Brian Evans

Personal information
- Full name: Brian Clifford Evans
- Date of birth: 2 December 1942
- Place of birth: Brynmawr, Wales
- Date of death: 26 February 2003 (aged 60)
- Place of death: Swansea, Wales
- Height: 5 ft 8 in (1.73 m)
- Position: Winger

Senior career*
- Years: Team / Apps / (Gls)
- 1960–1963: Abergavenny Thursdays
- 1963–1973: Swansea City / 356 / (58)
- 1973–1975: Hereford United / 48 / (9)
- 1975–1976: Bath City / 52 / (10)
- 1976–1977: Llanelli
- 1977–1978: Haverfordwest County
- 1978–1979: Pontardawe Town

International career
- 1971–1973: Wales / 7 / (0)

= Brian Evans (footballer) =

Welsh footballer

Brian Clifford Evans (2 December 1942 – 26 February 2003) was a Welsh footballer who played as a winger in the Football League for Swansea City and Hereford United. He made a total of 397 senior appearances for Swansea (excluding Welsh Cup appearances), and was capped 7 times for Wales. Brian Evans was the father of former footballer Richard Evans.

==Career==

After being spotted playing for Abergavenny Thursdays, Evans joined Swansea City in July 1963 for a fee of £650. Over the following decade Evans helped the side win the Welsh Cup in 1966 and promotion to Division Three during the 1969–70 season.
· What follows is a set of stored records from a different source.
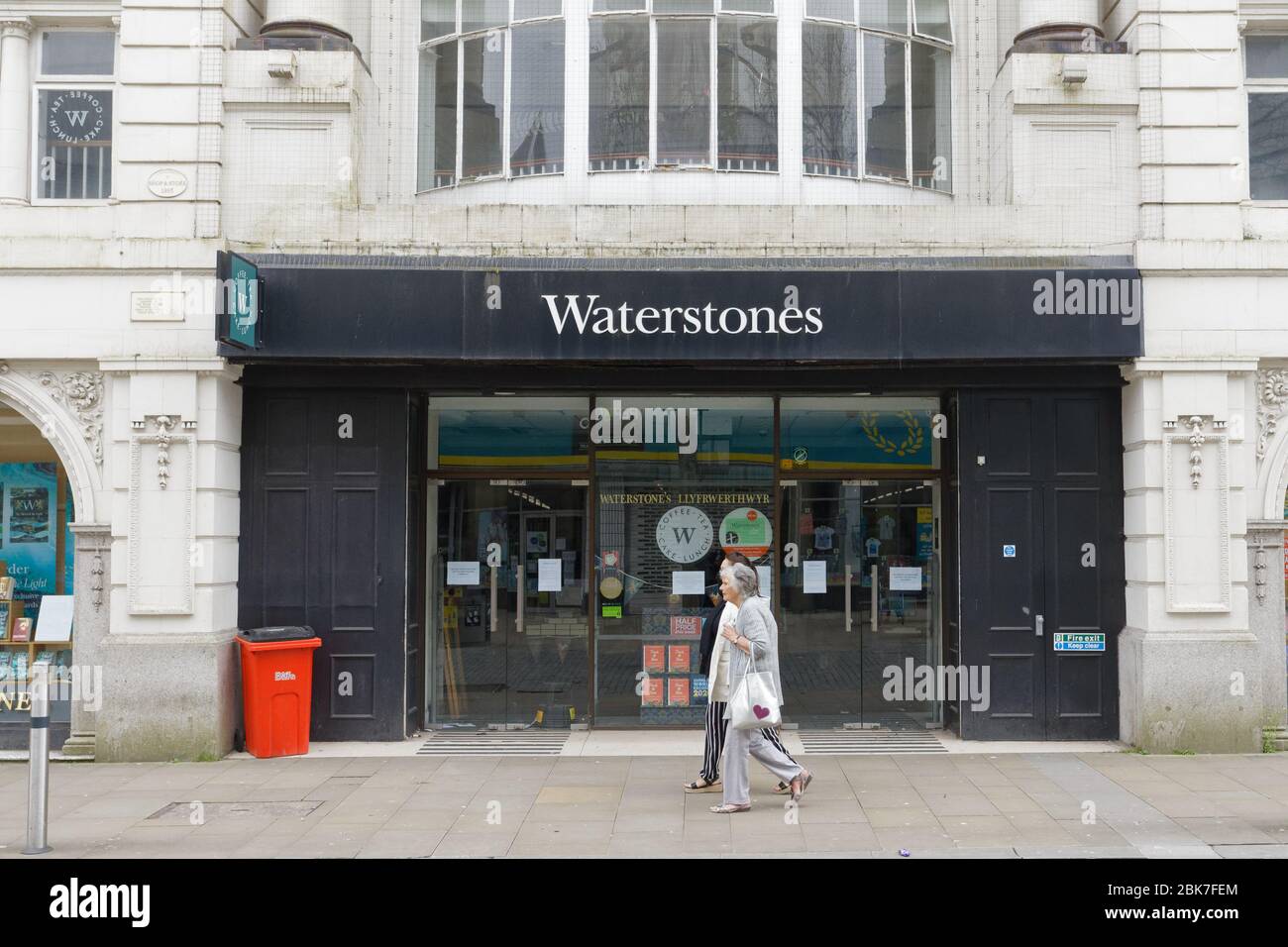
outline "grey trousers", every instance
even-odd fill
[[[739,731],[729,727],[725,732],[725,803],[742,805],[751,801],[748,755],[755,756],[765,769],[783,782],[791,782],[802,769],[791,756],[765,740],[762,731]]]

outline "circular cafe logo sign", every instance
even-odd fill
[[[697,562],[710,551],[714,532],[697,506],[672,506],[657,521],[657,548],[671,562]]]
[[[720,521],[720,545],[726,553],[759,559],[774,544],[774,527],[760,510],[739,506]]]
[[[45,128],[49,129],[49,138],[59,142],[93,142],[103,134],[108,119],[100,93],[68,89],[49,103]]]

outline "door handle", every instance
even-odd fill
[[[872,567],[872,631],[877,630],[877,607],[881,602],[881,589],[877,585],[877,567]]]
[[[518,608],[515,608],[514,616],[514,630],[520,635],[523,634],[523,599],[528,597],[527,589],[524,589],[524,580],[527,579],[528,560],[524,557],[519,557],[519,595],[518,595]]]
[[[496,634],[496,573],[500,571],[500,568],[501,568],[500,566],[492,566],[491,567],[491,572],[492,572],[492,582],[491,582],[491,585],[492,585],[492,609],[491,609],[491,615],[492,615],[492,617],[489,620],[489,624],[492,626],[492,629],[491,629],[492,634]]]
[[[850,612],[850,577],[854,575],[850,563],[845,563],[845,630],[854,630],[854,616]]]

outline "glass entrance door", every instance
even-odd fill
[[[781,509],[784,718],[801,727],[939,723],[918,670],[939,664],[936,482],[788,481]]]
[[[431,725],[586,720],[585,487],[461,479],[438,491]]]

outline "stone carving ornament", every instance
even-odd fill
[[[49,397],[75,415],[81,434],[94,454],[94,463],[103,465],[103,374],[73,371],[59,378],[43,371],[36,380],[49,390]]]
[[[1270,438],[1288,405],[1288,370],[1262,368],[1257,372],[1257,463],[1266,459]]]

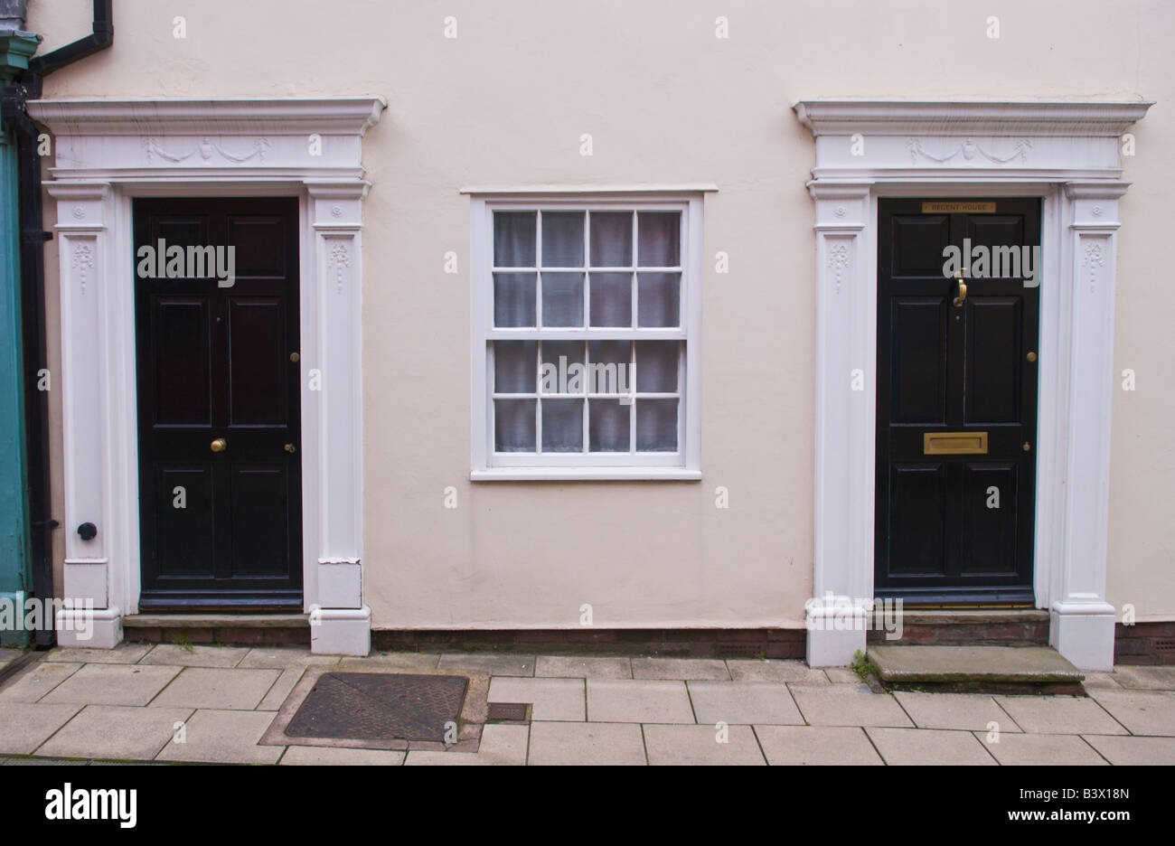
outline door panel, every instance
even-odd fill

In August 1973, he was sold to Hereford United for £7,000 as manager Harry Gregg was forced to sell several players before he was allowed to sign new players. After leaving Hereford in 1975, Evans moved into non-league football with spells at Bath City, Llanelli, Haverfordwest County and Pontardawe Town.

==International career==

Evans played for the Wales under-23 side and was also part of an FAW XI tour of Tahiti, New Zealand, Australia and Malaysia in 1971. He made his debut for the senior side on 13 October 1971 in a 3–0 win over Finland. He went on to make a further six appearances over the following two years, winning his final cap on 26 September 1973 in a 3–0 defeat to Poland.

==Later life==
After retiring from playing he ran a painting and decoration business in Swansea. He died at the age of 60 after a short battle with cancer.